237 points | by md2rp 13 days ago

9 comments

  • md2rp 13 days ago
    A Visual Guide to Vision Transformers This is a visual guide to Vision Transformers (ViTs), a class of deep learning models that have achieved state-of-the-art performance on image classification tasks. Vision Transformers apply the transformer architecture, originally designed for natural language processing (NLP), to image data. This guide will walk you through the key components of Vision Transformers in a scroll story format, using visualizations and simple explanations to help you understand how these models work and how the flow of the data through the model looks like.
    • bArray 13 days ago
      Nice! A small piece of feedback: I would have the dimensions mentioned in the text also annotated on the diagram. It wasn't exactly clear how the input data was flattened for example.
      • byteknight 13 days ago
        Would also add, as a 100% math idiot, linear transformations, and how it performs them is not explained.

        Entirely plausible this is intended for someone more "mathmatical" than myself but appreciate the work regardless.

        • md2rp 13 days ago
          Thanks for the feedback! I left it out intentionally but probably worth thinking about doing a more fundamental guide!
      • md2rp 13 days ago
        Thanks for the feedback! Will add it in the revision!
  • challenger-derp 13 days ago
    Very nice. I wish I could do this sort of scroll story in my digital notes. Is this done with a javascript library?
    • md2rp 13 days ago
      Yes this was done with a combination of GSAP Scrolltrigger https://gsap.com/docs/v3/Plugins/ScrollTrigger/ and https://d3js.org/
      • TuringTest 13 days ago
        That kind of scroll is OK-ish for a background parallax effect, or maybe some pretty fade-in/out effects while elements scroll into view (without changing their relative position in the page).

        When it interferes with the main functionality of the page, namely reading the content, they break accessibility, distract over understanding the difficult topic, make the content brittle against changes in the platform (different browsers or future standard updates), and as others pointed out make it difficult or impossible to use alternative presentations.

        With most comments commenting on the presentation and not on the content, I think it makes clear that it detracts from the experience more than helps.

  • causal 13 days ago
    I like this, but think there is some crucial motivation missing in steps 10.1-10.3 regarding what query/key weights are and why they're needed.
  • lyapunova 13 days ago
    To be honest, I actually really like the visual delivery here. It's especially helpful for understanding what's going on with computer vision problems. Please make more!
  • bilsbie 12 days ago
    This is great. Is it better to combine this with a language model so it can also apply knowledge about relationships between items?
  • SpaceManNabs 13 days ago
    Lucas Beyer has a lot of references and material as well that I recommend.
  • nothrowaways 12 days ago
    Neat
  • Jacob__ 12 days ago
    I like it a lot.
  • tantalor 13 days ago
    Stop scrollytelling! It's awful, nobody should do this.
    • 4chandaily 13 days ago
      Agreed. My scroll wheel should scroll the page, not advance slides or split birds or whatever else. If you need to do this kind of information display, use buttons or a UI widget to control it. Don't hijack the HID devices I use for accessibly operating my computer.

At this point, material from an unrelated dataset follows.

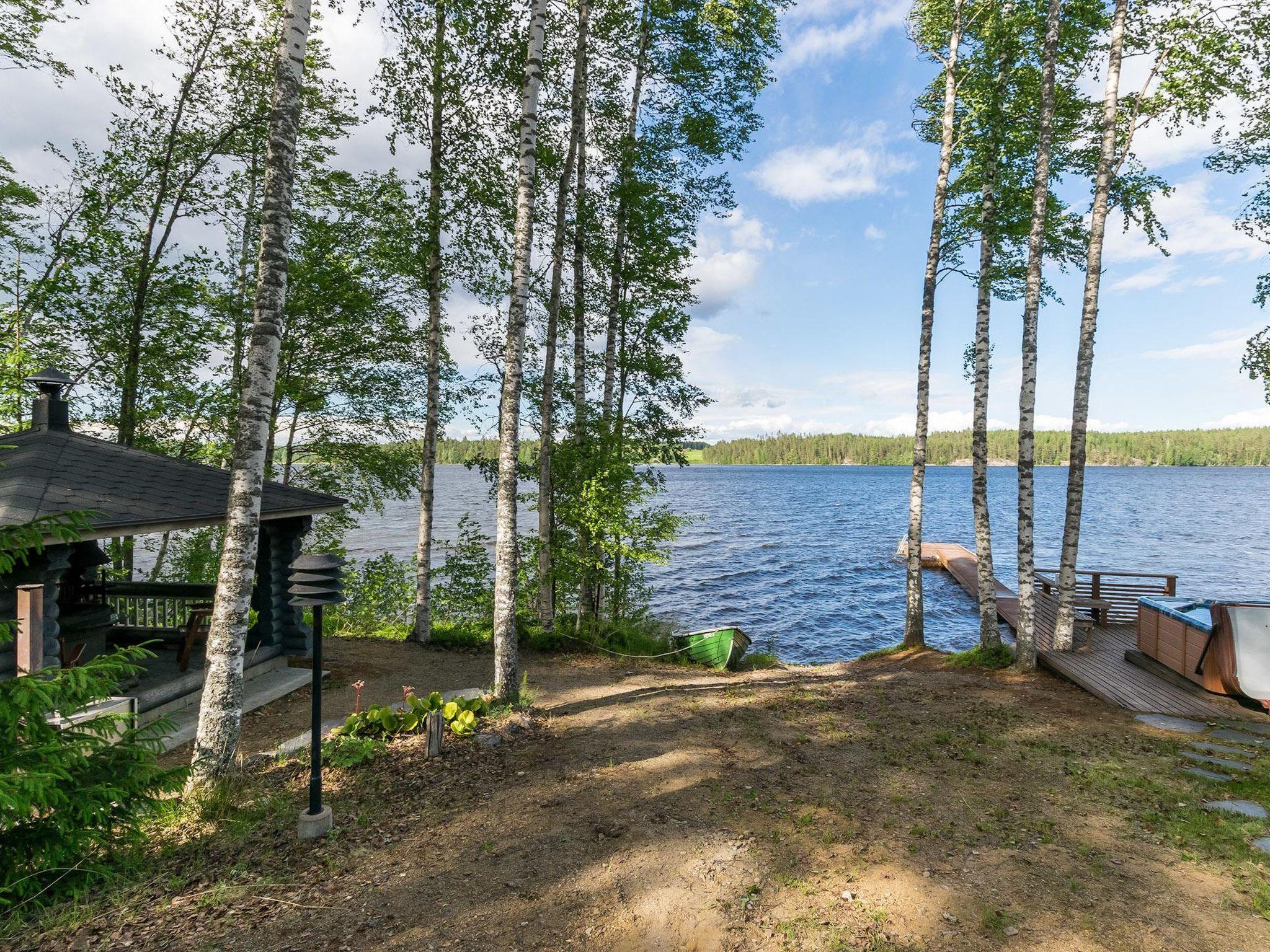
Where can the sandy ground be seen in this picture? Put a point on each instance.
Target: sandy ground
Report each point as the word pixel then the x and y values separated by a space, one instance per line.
pixel 893 804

      This goes for Scroll Wheels, Scrollbars, the Back Button, the Right Click Button, or any other standard input paradigm. (please) Don't fuck with these! Some of us make use of accessibility features, and messing with our interfaces makes these break or behave in unexpected ways.

    • elicash 13 days ago
      I'd be annoyed if my bank did this, or airlines, or anything where I just need to get a task done.

      For personal websites, I actually think individuality and fun and creativity are good.

    • observationist 13 days ago
      It's aggressively inaccessible. I don't know if it's a "I'm a web designer, I know better" thing or what.

      Web designers: Don't let form interfere with function. The function of this page is to communicate information about transformers. The form effectively prevents that from happening. Don't do it. No, bad, stop.

    • layer8 13 days ago
      This. You can’t use reader mode, you can’t save the page as a PDF, you can’t use PageUp/PageDown because you’ll miss some in-between state, and the scroll position where a certain image is shown may not be the preferred one for reading the corresponding text. And the JS will invariably break sooner or later.